University of Hong Kong investigates second bullying case after video went viral
Incident in which a man is shown lightly striking the back of another student’s head with his genitalia is thought to have taken place inside a residential hall
The University of Hong Kong is looking into a second bullying claim in four days, with a video showing a man believed to be a student using his genitalia to lightly strike the back of another male’s head.
The 19-second video, which went viral, showed a man wearing a maroon hoodie that has the words “Chemistry” and “HKU” printed on it abusing another person, who was held down by at least two other men.
Laughter and expletives can be heard in the video, with one man saying “hit his face”.
A police source said police had not received any reports in connection with the two cases.
It is understood police contacted the university to determine whether the university needed assistance. But police were told that help was not needed at this stage.
Internet users are speculating that the video was taken in the Simon K.Y. Lee residential hall.
A university spokeswoman said: “The residential hall will conduct a thorough investigation into the incident to establish the facts. The university will continue to offer full support and assistance to students who have been distressed by this episode.
“The university condemns abusive or bullying acts, and protects all those affected by bullying including cyberbullying. The current investigation is not yet concluded and appropriate disciplinary procedures will be invoked whenever we consider it justified.”
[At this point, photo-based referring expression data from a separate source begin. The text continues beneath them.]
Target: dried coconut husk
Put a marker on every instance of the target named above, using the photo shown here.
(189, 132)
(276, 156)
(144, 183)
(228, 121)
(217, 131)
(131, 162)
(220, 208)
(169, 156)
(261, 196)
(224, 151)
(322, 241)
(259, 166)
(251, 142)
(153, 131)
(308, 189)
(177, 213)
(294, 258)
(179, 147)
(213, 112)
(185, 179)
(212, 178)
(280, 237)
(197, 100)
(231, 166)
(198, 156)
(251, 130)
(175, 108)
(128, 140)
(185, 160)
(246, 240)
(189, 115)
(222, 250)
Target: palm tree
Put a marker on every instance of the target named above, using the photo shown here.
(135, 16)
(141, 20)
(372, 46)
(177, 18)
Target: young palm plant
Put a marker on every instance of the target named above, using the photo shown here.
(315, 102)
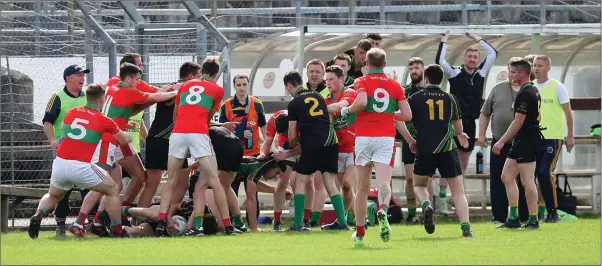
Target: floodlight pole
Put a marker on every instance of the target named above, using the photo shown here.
(106, 38)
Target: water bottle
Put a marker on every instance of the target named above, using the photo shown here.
(250, 140)
(480, 165)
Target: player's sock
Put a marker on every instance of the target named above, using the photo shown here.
(162, 216)
(198, 220)
(412, 207)
(226, 222)
(532, 217)
(81, 218)
(60, 222)
(95, 221)
(514, 210)
(541, 208)
(442, 192)
(117, 227)
(125, 211)
(237, 219)
(306, 214)
(41, 211)
(361, 231)
(339, 208)
(315, 217)
(299, 201)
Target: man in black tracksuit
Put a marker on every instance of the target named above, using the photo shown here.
(467, 83)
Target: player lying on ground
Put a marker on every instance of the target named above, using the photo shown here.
(319, 149)
(277, 129)
(75, 162)
(378, 98)
(437, 119)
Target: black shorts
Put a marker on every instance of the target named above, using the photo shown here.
(125, 173)
(157, 151)
(324, 159)
(469, 126)
(229, 157)
(407, 156)
(524, 150)
(448, 164)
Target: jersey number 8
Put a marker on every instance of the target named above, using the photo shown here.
(381, 96)
(195, 93)
(77, 124)
(313, 107)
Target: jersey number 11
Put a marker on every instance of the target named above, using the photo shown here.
(431, 103)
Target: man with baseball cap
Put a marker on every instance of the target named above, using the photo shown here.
(60, 102)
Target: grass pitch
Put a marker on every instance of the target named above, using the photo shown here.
(574, 242)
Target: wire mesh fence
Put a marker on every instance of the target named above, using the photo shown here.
(39, 39)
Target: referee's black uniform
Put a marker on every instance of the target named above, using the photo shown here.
(157, 141)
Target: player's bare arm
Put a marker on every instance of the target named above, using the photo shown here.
(405, 113)
(292, 133)
(570, 139)
(515, 126)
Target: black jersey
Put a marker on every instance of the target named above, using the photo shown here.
(433, 113)
(309, 110)
(528, 102)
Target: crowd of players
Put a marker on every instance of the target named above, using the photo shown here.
(339, 127)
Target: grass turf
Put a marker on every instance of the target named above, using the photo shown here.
(574, 242)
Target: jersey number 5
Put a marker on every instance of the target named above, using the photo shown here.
(431, 105)
(313, 107)
(77, 124)
(194, 96)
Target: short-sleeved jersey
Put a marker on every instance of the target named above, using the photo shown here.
(378, 117)
(119, 105)
(309, 110)
(142, 85)
(83, 129)
(344, 126)
(195, 100)
(281, 139)
(433, 113)
(528, 102)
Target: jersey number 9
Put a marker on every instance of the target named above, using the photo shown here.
(381, 96)
(313, 107)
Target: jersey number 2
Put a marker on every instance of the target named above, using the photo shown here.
(77, 124)
(313, 107)
(431, 105)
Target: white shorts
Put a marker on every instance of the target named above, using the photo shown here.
(374, 149)
(112, 153)
(69, 173)
(196, 144)
(345, 160)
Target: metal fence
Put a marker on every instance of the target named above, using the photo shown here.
(38, 39)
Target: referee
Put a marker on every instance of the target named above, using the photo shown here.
(157, 141)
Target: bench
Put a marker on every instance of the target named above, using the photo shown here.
(569, 174)
(21, 193)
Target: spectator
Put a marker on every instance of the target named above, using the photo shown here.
(60, 102)
(498, 110)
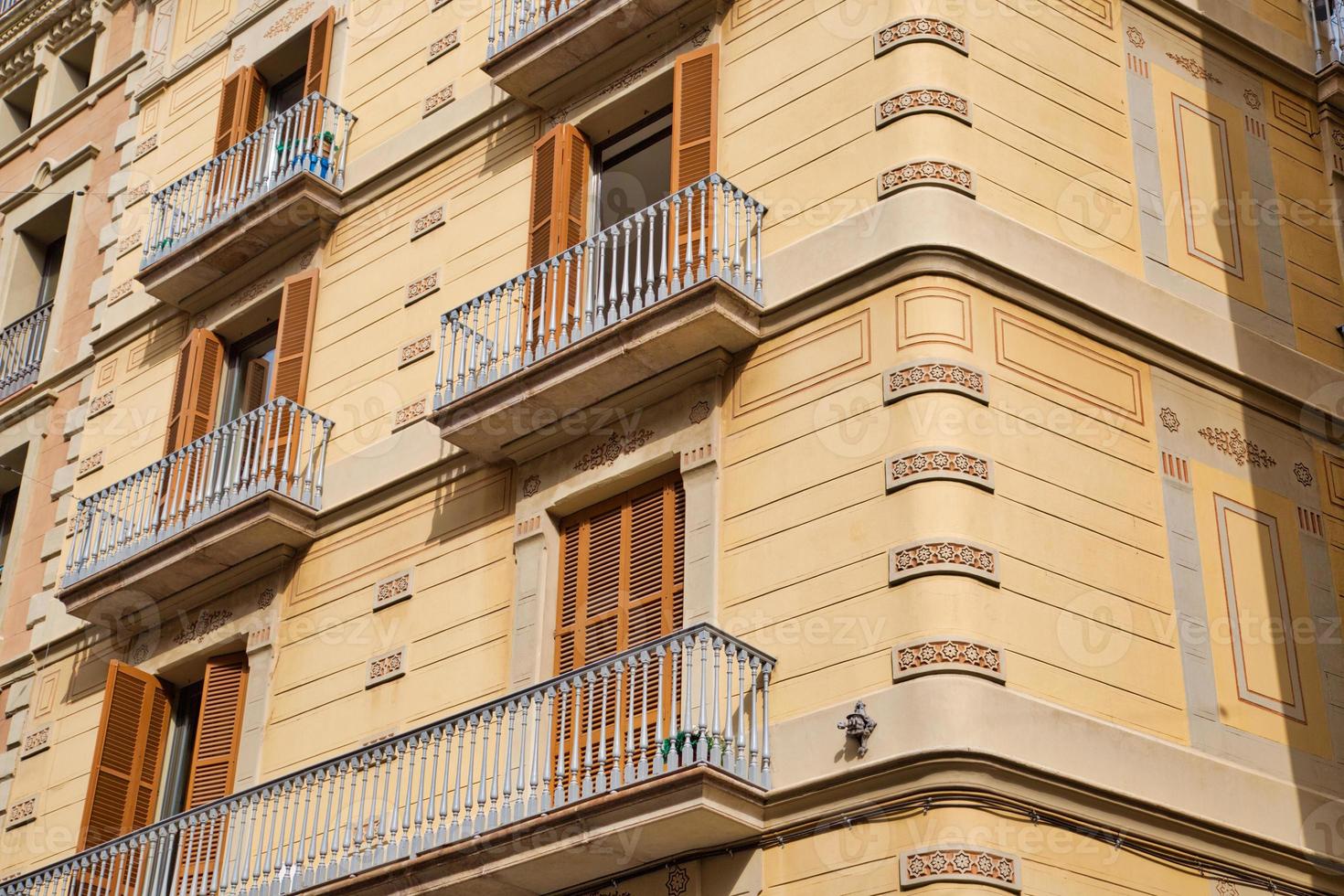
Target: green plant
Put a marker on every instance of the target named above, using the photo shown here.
(680, 738)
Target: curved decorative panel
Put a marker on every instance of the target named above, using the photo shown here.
(934, 375)
(918, 100)
(940, 464)
(960, 864)
(943, 557)
(920, 28)
(955, 656)
(926, 172)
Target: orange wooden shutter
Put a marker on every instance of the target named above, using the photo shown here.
(128, 756)
(621, 586)
(560, 166)
(200, 363)
(251, 113)
(695, 116)
(231, 98)
(254, 384)
(293, 346)
(215, 756)
(695, 142)
(212, 764)
(319, 53)
(294, 338)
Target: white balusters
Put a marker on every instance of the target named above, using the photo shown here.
(280, 445)
(311, 136)
(707, 229)
(629, 718)
(20, 349)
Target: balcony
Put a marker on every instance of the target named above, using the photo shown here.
(652, 295)
(20, 351)
(238, 501)
(671, 752)
(248, 208)
(545, 51)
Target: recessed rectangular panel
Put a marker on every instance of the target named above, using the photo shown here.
(1258, 614)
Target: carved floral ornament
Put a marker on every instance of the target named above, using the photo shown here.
(946, 655)
(611, 450)
(1237, 446)
(923, 100)
(965, 864)
(926, 172)
(934, 377)
(940, 464)
(918, 28)
(943, 558)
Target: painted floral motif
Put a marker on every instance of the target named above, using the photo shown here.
(944, 552)
(964, 863)
(208, 623)
(1237, 446)
(1194, 68)
(917, 28)
(937, 374)
(929, 653)
(606, 453)
(923, 172)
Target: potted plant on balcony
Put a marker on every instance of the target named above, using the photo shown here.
(677, 741)
(322, 149)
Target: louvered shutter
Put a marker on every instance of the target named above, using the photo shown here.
(214, 762)
(319, 53)
(294, 338)
(695, 142)
(621, 586)
(251, 113)
(560, 168)
(215, 755)
(231, 98)
(128, 755)
(195, 397)
(293, 346)
(254, 384)
(203, 400)
(180, 386)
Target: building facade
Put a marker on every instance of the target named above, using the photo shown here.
(656, 446)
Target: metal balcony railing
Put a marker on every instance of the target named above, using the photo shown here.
(280, 446)
(511, 20)
(695, 698)
(312, 134)
(20, 351)
(707, 229)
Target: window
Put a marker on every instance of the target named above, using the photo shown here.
(50, 277)
(17, 111)
(286, 93)
(8, 506)
(621, 574)
(635, 169)
(165, 752)
(39, 254)
(249, 374)
(180, 744)
(73, 71)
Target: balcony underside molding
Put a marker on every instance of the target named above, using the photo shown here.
(297, 212)
(588, 45)
(656, 819)
(511, 417)
(200, 561)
The incident came a few days after a candidate in the election for the council of St John’s College, another HKU residence, quit the race amid claims that he was being bullied and personally attacked and intimidated.
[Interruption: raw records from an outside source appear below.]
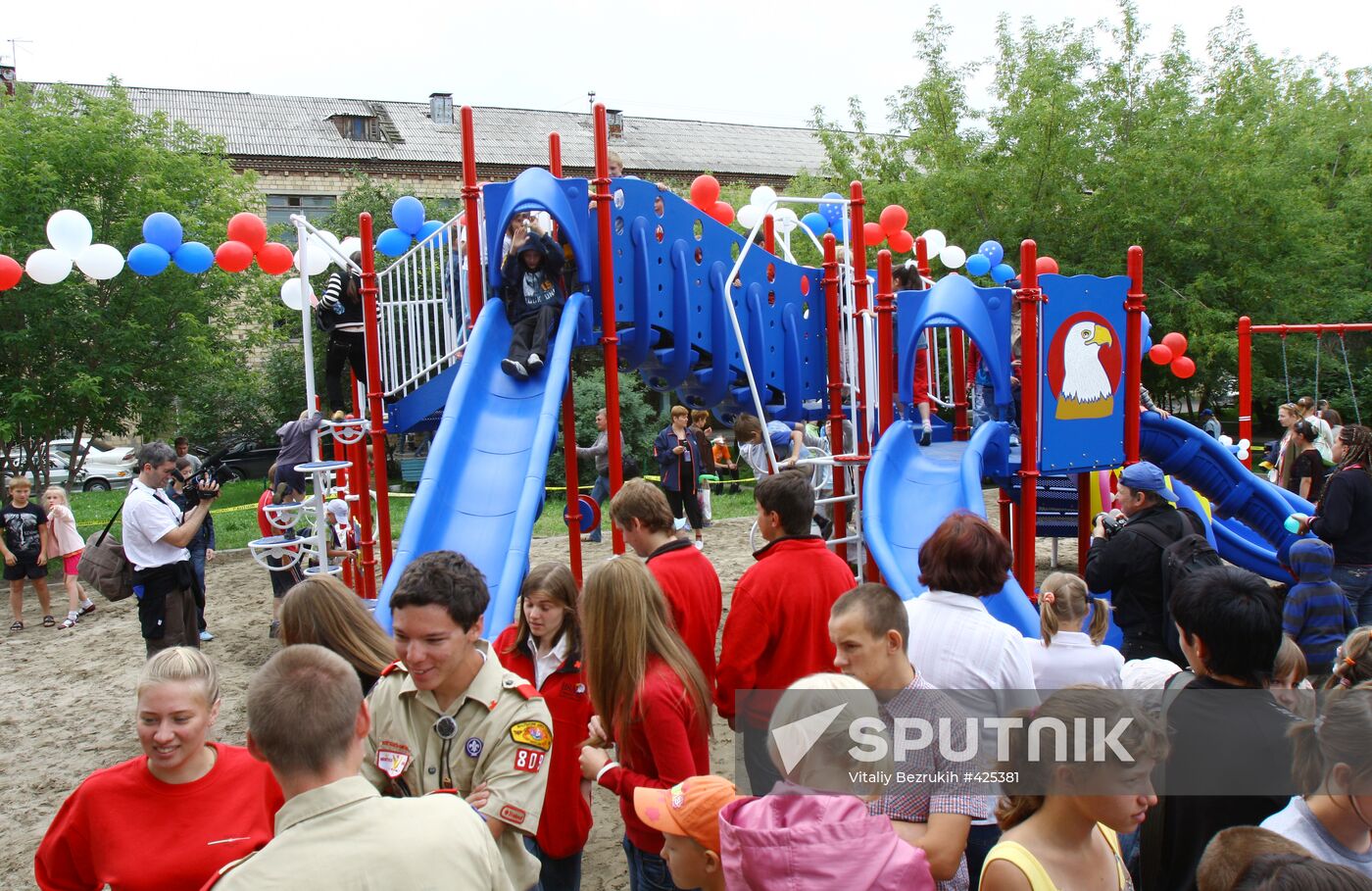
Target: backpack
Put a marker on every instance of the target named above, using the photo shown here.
(103, 565)
(1180, 558)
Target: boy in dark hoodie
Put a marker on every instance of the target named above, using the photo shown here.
(1316, 613)
(534, 298)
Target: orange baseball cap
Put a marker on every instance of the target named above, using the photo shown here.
(688, 809)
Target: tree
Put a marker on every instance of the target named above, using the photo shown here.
(98, 357)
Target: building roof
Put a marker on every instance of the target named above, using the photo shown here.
(301, 127)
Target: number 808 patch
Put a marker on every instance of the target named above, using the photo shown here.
(528, 760)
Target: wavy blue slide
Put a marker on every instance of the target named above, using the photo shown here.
(483, 482)
(909, 490)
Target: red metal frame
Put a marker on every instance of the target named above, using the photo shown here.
(470, 194)
(610, 338)
(1025, 528)
(376, 411)
(1246, 331)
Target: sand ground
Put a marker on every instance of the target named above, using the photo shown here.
(69, 695)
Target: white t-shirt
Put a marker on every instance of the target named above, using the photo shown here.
(1073, 659)
(148, 515)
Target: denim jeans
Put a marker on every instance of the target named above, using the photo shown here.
(1355, 582)
(601, 493)
(558, 873)
(647, 872)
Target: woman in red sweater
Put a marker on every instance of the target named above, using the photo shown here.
(651, 701)
(545, 647)
(173, 816)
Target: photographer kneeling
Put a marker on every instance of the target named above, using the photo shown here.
(1125, 558)
(155, 540)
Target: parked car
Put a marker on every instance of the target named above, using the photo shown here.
(244, 459)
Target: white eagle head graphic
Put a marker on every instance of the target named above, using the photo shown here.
(1084, 377)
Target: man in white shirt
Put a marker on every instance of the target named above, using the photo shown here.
(155, 538)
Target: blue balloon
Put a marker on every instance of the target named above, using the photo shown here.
(148, 260)
(428, 228)
(832, 209)
(978, 266)
(194, 257)
(816, 223)
(393, 242)
(408, 215)
(992, 252)
(164, 231)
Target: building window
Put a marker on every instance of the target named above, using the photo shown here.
(359, 127)
(313, 208)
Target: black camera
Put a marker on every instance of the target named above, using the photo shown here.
(192, 486)
(1110, 523)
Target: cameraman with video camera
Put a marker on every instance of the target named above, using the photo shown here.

He said in a Facebook post which has now been deleted that one election candidate had wax poured over his lower body by over 20 people.
The HKU spokeswoman had previously said St John’s College was conducting a comprehensive investigation into the suspected bullying. She added that appropriate disciplinary action would be taken if students were found to have been involved in improper behaviour.
Media reports say the practice was a tradition at the residential hall.
Ed Wong Ching-tak, the president of HKU Students’ Union, rejected such claims, saying that according to the union’s understanding, there were no such traditions.
He also said both bullying incidents, if proven to be true, were “unacceptable”.
Education lawmaker Ip Kin-yuen condemned both acts, saying they were “shocking”.
“While there has been behaviour which crossed the line during university orientation camps in recent years, it was not on this scale,” the former school principal and HKU alumnus said.
He believed this kind of behaviour among students could be the result of the general mood in society as well as what they are exposed to on the internet.
Shirley Na, a clinical psychologist at Baptist Oi Kwan Social Service, believed both incidents constituted bullying and they could result in psychological and physical trauma.
While it depended on the individual, Na noted that the most common effects included avoiding certain people or things or having flashbacks of traumatic experiences.
She said if a victim experienced such symptoms for more than a month, he or she should find someone to talk to and seek professional help.